Country Manager - Oman
From working on Europe's tallest building to working in Europe's busiest airport, Naveed had already shown himself to be one of Mace's brightest stars before he moved to our office in the Sultanate of Oman. Now the country manager for Oman and a project director, Naveed continues to deliver high-quality projects for our clients while still finding the time to jet off to Dubai for a game of cricket every now and then.
- How did you get in to what you do?
- My grandfather was an architect and as a child I really enjoyed looking at the building designs that he'd had a hand in creating. My interest in construction grew from there and after school I completed a National Diploma in construction and surveying followed by a degree in construction management. I started working for a large contractor where I began at the bottom and worked my way up to being a senior site manager. After that I worked for a high-end residential developer, then moved into fit out before I joined Mace. I worked on The Shard, then out at Heathrow, before moving to the Middle East.
- What kinds of projects have you been involved in since joining Mace's team in the Middle East?
- My first project was working on the redevelopment of one of Oman's biggest banks. I was there from inception to completion, where I gained the experience of dealing with various designers, consultants and other stakeholders. Since then, I've worked on office buildings with other banking clients, in the arts and culture sector and even on a kids' themed city in a shopping mall in Kuwait.
- What advice would you give to someone looking to do what you do?
- Get some experience working overseas. Whether it's the Middle East like me or somewhere else entirely, it really opens your eyes and changes your perspective. In the UK everyone is so UK focused, it's hard to see what else is going on in the world. Internationally though, you realise how much you have to share and how much more you can learn. Working in a multicultural society with people with different backgrounds has a lot of benefits, we learn from them and vice versa.
- What trends in construction are you seeing in the Middle East at the moment?
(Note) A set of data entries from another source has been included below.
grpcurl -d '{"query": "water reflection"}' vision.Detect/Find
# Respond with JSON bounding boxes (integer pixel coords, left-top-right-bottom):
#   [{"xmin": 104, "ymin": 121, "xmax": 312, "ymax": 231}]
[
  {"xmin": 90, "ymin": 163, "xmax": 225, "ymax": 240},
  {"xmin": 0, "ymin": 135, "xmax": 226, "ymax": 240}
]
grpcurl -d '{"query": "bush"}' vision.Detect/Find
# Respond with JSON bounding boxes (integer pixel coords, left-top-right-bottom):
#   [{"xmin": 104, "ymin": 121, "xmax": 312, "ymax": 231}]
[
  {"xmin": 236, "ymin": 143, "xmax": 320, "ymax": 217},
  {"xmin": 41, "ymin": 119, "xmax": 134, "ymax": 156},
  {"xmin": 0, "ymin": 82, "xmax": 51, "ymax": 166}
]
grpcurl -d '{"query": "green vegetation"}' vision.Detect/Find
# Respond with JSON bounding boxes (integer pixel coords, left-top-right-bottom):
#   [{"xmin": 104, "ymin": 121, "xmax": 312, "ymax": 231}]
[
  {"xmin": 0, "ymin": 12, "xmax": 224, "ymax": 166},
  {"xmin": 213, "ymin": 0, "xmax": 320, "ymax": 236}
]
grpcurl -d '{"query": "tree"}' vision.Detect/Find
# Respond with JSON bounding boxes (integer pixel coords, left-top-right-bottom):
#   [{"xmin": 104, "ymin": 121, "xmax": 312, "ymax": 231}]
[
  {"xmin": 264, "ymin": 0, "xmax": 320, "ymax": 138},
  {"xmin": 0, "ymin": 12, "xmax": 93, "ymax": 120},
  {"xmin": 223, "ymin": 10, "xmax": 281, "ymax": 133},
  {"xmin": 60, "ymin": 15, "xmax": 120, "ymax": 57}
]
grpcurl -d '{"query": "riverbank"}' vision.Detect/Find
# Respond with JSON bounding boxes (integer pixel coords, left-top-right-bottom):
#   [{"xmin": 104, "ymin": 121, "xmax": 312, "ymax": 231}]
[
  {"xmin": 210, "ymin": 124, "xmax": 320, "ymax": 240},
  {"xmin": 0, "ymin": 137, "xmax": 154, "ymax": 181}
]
- I see a really interesting contrast between modern design elements and traditional Arabic elements in new buildings. The designs are very modern, but they all have the 'Arabic touch'. The facades of building often still look quite traditional with lots of arches, domes and mushrabiyas, but that's coupled with high-spec, high-tech and highly advanced capabilities and finishes underneath. I'm sure that melding of cultures within the construction of buildings will continue to develop - it's something I find really fascinating.
- What might someone be surprised to know about you?
- When I came to the Middle East from the UK, everyone assumed that I'd only be able to speak English. But thanks to my heritage, I actually speak several languages and that's something that always surprises people. I speak Hindi, Urdu, Punjabi, some Arabic and Swahili as well as speaking English. It's a great advantage as I'm able to communicate with the workforce at all levels so easily.
- What are you passionate about outside of work?
- I'm a big cricket fan, I used to play but now I mostly just follow it and try to get to games in Dubai whenever I can. I'm also a keen follower of architectural and construction trends. I like to keep up to date with what's going on from a construction design and delivery perspective, not least because our clients see us as the experts and expect us to know and bring value to them with innovative ideas!
“Working in a multicultural society with people from different backgrounds has a lot of benefits, we learn from them and vice versa.”